Amis dans la vie, le cinéaste et l’acteur s’échangent des DVD, qu’ils commentent à chaque retrouvaille… Mais confier son éducation cinéphilique à Tim Burton, c’est évidemment se laisser emmener vers l’étrange. Au chapitre des influences récentes, l’acteur cite volontiers une rareté, The Penalty, film muet de Wallace Worsley, où le versatile acteur Lon Chaney joue un paralytique, s’obligeant à traîner ses jambes mortes comme si elles pesaient des tonnes. « La référence au cinéma muet n’est pas innocente, commente Burton. Vous devez imaginer ce qu’était le plateau de Sweeney Todd, où la musique résonnait en permanence : on se serait cru au temps du muet… Johnny était parfait. J’ai failli faire le film il y a dix ans, et je ne pense pas qu’à l’époque il aurait été assez mûr pour le rôle. Il faut avoir vécu pour pouvoir rendre toute la noirceur du personnage. » La noirceur passe aussi dans le drôle de chant murmuré qu’a choisi l’acteur : presque une voix d’outre-tombe, une voix sans souffle, écrasée par le fatum, très singulière dans une comédie musicale…

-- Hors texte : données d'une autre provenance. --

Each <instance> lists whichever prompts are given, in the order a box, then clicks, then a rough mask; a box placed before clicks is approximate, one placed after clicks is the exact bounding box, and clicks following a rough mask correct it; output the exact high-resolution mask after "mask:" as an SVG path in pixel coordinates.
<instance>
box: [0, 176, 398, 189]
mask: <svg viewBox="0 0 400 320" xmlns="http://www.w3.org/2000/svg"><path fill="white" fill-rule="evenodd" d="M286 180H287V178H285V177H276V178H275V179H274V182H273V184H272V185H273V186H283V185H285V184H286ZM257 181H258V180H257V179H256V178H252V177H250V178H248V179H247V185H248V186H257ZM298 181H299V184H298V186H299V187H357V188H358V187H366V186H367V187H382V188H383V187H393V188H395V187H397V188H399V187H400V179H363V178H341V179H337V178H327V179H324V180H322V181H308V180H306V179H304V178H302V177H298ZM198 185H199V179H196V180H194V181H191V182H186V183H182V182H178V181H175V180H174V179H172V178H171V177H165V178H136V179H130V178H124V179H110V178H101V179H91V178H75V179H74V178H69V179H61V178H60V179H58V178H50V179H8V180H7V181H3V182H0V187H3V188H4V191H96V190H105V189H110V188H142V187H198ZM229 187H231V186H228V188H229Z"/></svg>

La question est de savoir où, au-delà de l’imitation des maîtres, Johnny Depp puise-t-il ce singulier et effrayant sens tragique ? A fortiori à l’heure où sa vie rangée – partagée entre sa villa du Plan-de-la-Tour, dans le Var, et sa maison de Los Angeles, qui appartint jadis à Bela Lugosi – relègue loin derrière les excès d’antan. Dans ses rares interviews, sa seule ambition semble se limiter à « être un bon père » pour les deux enfants qu’il a eus avec Vanessa Paradis, Lily Rose et Jack. Ce jour-là, à Londres, il est à deux pas, on pourrait, on voudrait en savoir plus, et lui parler aussi de son prochain film, Public Enemies, de Michael Mann, où il jouera le dangereux gangster Dillinger. Mais, pris par une promo minutée, le beau jeune homme est déjà ailleurs, enfui, volatilisé. Le propre d’un acteur de composition : les rôles extravagants qu’il s’amuse à inventer sont toujours plus intéressants que l’histrion qu’ils recouvrent. Seul le masque compte. Le reste n’est que mystère. Ou normalité.